String course, with set back, between ground and first floor. Flat-roofed porch
has stone balustrade with square section balusters and ball finials at the
corners. Central scroll gable has square-head doorway, with eared architrave,
opening into flat roof of porch; blind oval lozenge above has datestone. Wooden
roof dormers, flanking porch, have leaded casements and curved gablets with ball
finials. Ashlar gable parapets with ball finials at apex and eaves. Ashlar ridge
stacks with moulded cornices. Square panels in apex of gables, that to left is a
sundial. Elevation to left of entrance front is of 6 bays: 4-window range of 2-,
3-and 4-light stone mullion windows, some with transoms, similar to entrance
front. 4-light staircase windows, to left of centre, have square-head doorway
below. Central gable has 3-light stone mullion attic window. String course with
set back and ashlar gable parapets with ball finials, all similar to entrance
front. Elevation, to right of entrance front, is similar, of 4 bays with a pair
of C18 sash windows to right, similar to entrance. 3-light attic window above.
Rear elevation, all in similar style, has projecting gabled cross-wing to right.
Central C19 staircase projection has tall stone mullion window and 2 reset oval
lights. 3-light stone mullion window to first floor left, with transom. Wall,
attached to left of main front, has ashlar coping and forms rear wall of
rectangular range of single-storey outbuildings. Rear elevation has 4-window
range of 2-light stone mullion windows. Central arch-head doorway and plank door
to right. Lean-to roof. Interior; entrance hall has early C18 triple arcade on
right, with wooden Tuscan columns, originally open to the Hall. Similar arcade
originally existed to left. Staircase of 1857 has turned balusters rising around
an open well. Hall to right of entrance has limestone fireplace c1658 with
pulvinated frieze, eared and bolection moulded surround and moulded cornice. The
Morning Room in the south-east wing has a fireplace with eared surround,
flanking scrolls and central carved floral panel. Room in south-west wing not
inspected but noted as having fireplace with bolection moulded surround. Room to
left of entrance hall not inspected but noted as having early C18 fireplace with
bolection moulded surround, probably of Alwalton Marble, and late C17 panelling.

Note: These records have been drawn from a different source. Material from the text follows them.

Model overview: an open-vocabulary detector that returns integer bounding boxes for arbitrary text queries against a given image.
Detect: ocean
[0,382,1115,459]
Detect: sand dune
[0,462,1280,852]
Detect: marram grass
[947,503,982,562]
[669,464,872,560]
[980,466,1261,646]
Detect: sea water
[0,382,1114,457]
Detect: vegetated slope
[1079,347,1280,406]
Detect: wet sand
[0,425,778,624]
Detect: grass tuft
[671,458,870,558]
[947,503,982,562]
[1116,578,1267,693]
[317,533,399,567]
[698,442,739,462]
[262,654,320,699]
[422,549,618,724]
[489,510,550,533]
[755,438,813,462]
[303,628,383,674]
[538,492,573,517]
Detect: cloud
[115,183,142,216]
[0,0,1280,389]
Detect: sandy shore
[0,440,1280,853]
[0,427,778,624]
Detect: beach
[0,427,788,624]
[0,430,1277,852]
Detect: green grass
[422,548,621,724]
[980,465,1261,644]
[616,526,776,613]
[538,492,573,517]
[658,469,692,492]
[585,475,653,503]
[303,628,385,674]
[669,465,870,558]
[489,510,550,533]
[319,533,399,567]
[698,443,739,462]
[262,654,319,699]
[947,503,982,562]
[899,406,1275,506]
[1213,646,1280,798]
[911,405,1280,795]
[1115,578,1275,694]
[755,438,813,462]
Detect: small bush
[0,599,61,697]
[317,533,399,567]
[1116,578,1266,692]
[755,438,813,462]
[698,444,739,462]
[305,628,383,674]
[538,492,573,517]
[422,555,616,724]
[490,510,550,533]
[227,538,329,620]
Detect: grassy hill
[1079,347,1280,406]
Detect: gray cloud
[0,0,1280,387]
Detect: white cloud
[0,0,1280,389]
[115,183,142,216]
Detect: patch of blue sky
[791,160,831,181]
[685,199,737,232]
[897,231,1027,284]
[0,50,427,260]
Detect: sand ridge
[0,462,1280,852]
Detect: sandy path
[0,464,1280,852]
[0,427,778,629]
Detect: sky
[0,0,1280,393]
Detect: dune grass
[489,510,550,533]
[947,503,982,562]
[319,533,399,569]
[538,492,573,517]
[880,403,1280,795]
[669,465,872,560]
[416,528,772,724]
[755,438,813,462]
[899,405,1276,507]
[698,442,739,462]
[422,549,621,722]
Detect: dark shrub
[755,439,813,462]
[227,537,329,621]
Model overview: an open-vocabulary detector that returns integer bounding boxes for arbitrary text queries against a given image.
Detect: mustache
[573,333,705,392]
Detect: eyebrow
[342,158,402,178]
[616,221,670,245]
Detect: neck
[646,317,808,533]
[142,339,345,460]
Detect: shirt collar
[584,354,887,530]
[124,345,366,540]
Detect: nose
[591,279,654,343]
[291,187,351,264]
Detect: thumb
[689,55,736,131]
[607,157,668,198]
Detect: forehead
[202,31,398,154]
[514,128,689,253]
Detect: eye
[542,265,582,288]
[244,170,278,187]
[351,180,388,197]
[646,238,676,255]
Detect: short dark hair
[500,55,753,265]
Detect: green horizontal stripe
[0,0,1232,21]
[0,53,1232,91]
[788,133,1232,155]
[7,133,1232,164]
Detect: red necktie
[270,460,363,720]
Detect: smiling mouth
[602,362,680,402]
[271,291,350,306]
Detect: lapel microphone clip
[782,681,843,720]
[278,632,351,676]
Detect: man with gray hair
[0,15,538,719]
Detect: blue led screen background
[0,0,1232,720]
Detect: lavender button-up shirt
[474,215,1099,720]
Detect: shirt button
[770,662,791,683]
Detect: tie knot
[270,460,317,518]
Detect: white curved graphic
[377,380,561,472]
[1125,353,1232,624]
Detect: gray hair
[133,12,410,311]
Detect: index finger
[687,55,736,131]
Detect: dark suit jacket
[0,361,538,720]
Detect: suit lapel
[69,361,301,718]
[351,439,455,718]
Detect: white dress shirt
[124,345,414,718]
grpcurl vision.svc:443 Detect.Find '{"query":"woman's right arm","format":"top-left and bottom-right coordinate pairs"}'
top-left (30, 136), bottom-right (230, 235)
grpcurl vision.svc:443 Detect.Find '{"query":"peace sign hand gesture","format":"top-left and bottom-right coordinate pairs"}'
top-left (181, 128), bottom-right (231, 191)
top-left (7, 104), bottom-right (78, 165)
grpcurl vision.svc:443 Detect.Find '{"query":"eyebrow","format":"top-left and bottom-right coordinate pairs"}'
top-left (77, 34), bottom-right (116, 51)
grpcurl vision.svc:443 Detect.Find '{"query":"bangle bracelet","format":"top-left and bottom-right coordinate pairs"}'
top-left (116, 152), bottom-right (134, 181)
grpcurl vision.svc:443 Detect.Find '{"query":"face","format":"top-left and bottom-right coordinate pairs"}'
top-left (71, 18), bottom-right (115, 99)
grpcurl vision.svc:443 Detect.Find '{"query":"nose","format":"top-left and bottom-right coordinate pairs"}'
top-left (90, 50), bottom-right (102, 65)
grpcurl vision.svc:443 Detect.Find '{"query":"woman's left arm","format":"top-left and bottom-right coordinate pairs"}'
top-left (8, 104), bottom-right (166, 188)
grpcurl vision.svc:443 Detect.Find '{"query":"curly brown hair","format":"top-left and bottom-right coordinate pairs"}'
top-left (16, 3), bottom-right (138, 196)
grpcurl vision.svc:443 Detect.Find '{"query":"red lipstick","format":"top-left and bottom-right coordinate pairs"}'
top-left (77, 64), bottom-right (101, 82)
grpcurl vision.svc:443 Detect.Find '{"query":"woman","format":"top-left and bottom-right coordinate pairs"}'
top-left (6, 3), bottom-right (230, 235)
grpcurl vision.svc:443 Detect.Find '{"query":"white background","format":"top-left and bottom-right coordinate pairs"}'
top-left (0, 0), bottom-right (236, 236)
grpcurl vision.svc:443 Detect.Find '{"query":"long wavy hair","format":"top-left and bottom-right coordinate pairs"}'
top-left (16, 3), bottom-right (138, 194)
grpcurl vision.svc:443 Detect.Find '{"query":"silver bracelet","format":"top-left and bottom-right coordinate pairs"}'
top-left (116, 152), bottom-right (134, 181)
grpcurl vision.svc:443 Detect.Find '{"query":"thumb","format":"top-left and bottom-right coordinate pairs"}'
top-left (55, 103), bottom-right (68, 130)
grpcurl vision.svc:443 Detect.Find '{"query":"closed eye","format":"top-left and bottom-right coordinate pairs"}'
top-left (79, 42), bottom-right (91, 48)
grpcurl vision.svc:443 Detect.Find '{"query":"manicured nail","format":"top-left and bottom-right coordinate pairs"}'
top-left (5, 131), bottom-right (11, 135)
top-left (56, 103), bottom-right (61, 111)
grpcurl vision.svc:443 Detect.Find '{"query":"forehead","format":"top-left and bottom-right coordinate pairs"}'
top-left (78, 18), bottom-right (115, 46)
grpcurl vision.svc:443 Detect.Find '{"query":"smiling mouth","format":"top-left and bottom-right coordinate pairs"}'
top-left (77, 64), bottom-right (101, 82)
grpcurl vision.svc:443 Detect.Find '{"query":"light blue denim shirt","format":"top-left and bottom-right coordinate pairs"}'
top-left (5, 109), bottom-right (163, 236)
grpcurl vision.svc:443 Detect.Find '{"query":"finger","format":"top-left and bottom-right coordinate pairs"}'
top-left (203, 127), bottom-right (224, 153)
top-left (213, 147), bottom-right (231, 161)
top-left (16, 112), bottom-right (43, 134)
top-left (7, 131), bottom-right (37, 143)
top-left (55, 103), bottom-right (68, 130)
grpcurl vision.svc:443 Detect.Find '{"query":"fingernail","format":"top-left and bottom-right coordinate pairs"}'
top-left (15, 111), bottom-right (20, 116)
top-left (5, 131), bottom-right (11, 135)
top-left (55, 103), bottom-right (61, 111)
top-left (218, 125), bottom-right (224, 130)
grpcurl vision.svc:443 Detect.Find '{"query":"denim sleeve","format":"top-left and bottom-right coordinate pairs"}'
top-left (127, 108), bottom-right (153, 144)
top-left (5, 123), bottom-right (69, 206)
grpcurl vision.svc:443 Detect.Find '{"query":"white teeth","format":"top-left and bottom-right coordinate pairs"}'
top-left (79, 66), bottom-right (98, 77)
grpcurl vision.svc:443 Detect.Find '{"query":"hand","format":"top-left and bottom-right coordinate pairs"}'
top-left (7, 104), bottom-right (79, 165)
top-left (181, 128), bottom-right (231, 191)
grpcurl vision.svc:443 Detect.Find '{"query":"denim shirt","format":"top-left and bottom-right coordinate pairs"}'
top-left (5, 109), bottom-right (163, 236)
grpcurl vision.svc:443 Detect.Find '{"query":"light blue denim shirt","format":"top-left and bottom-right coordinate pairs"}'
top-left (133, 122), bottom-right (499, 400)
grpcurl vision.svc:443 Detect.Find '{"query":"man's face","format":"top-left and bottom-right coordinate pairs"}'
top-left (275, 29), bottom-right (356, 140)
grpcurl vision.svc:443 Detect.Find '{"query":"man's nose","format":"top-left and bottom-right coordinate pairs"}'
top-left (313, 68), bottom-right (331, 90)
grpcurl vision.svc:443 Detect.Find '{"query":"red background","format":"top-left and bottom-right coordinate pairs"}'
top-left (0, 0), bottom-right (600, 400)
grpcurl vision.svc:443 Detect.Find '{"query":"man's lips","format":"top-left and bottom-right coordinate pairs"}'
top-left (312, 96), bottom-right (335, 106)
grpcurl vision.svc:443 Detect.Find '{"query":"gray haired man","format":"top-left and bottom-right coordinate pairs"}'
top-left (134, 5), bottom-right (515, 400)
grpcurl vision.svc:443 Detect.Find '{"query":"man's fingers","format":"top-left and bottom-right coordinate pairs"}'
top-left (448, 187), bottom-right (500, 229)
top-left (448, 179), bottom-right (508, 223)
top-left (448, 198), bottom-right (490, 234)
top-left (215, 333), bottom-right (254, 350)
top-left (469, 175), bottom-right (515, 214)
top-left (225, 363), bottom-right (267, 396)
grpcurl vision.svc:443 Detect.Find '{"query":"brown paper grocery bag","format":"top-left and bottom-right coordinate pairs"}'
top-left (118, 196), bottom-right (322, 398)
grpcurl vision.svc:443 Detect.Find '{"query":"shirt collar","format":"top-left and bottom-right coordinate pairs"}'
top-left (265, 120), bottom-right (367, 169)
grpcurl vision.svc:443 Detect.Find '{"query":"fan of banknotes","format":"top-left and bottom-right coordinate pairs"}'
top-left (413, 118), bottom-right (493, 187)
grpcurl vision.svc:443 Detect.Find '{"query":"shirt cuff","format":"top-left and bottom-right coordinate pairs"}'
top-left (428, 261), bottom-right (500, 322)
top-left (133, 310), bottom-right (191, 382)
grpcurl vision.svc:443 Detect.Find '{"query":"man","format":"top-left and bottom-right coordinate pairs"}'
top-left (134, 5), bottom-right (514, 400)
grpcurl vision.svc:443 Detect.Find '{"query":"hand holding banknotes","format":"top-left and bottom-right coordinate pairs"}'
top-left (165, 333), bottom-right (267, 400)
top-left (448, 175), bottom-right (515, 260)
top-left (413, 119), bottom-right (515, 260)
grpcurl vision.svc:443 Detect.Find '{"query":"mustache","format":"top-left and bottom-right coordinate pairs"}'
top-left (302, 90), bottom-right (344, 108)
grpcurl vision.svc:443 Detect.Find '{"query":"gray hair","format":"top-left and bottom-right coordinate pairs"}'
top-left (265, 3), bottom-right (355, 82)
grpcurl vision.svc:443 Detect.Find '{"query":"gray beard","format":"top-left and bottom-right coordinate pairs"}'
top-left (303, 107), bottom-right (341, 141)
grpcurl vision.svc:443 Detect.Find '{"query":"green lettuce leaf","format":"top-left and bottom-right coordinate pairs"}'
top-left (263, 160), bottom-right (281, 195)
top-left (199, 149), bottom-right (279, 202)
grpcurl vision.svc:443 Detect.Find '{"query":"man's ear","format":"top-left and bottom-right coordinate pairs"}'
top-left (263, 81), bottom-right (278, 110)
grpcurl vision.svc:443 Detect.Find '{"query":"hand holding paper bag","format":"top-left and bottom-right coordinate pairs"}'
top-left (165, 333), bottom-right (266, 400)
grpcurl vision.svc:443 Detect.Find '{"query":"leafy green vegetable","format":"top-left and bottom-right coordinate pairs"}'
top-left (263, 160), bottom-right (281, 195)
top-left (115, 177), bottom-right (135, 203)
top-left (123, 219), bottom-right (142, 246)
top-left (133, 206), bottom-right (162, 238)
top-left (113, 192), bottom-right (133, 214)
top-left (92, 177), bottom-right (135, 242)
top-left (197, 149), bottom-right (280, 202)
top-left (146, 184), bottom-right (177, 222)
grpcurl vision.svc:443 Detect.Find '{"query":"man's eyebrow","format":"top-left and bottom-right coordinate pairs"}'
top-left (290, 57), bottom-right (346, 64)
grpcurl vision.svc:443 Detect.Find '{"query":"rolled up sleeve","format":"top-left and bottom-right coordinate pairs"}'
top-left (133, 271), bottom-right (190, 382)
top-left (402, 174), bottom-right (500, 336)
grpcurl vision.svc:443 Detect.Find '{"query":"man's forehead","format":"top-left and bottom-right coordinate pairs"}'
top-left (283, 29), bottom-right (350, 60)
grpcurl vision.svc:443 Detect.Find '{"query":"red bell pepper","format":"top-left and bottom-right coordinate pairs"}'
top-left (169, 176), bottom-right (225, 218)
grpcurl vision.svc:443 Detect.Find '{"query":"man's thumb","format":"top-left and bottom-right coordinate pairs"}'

Kitchen in north-west wing has large open fireplace with segmental arch head.
Staircase to far left of entrance is c1658 with closed string, straight flights
with doglegs, turned balusters and panelled newels. Chamfered beams throughout.
First floor rooms not inspected but 4 rooms noted as having C17 fireplaces, with
moulded stone surrounds, also panelling. South-west attic room not inspected but
noted as having reset C17 scratch moulded panelling. This room is said to be
where the poet John Dryden stayed when visiting the house in 1698 and l699. The
house was occupied by the Norton family until about 1693 when it was sold to
Elmes Steward, it then passed to John Rose in the C18 and C.P. Berkley in early
C19 and was bought by Jane Dowager Countess of Westmorland in 1843. Her relative
the third Viscount Melville completed the staircase in 1857.
(RCHM: An Inventory of Architectural Monuments in North Northamptonshire: p40;
Buildings of England: Northamptonshire: p160)
Listing NGR: TL0459290669
This text is a legacy record and has not been updated since the building was originally listed. Details of the building may have changed in the intervening time. You should not rely on this listing as an accurate description of the building.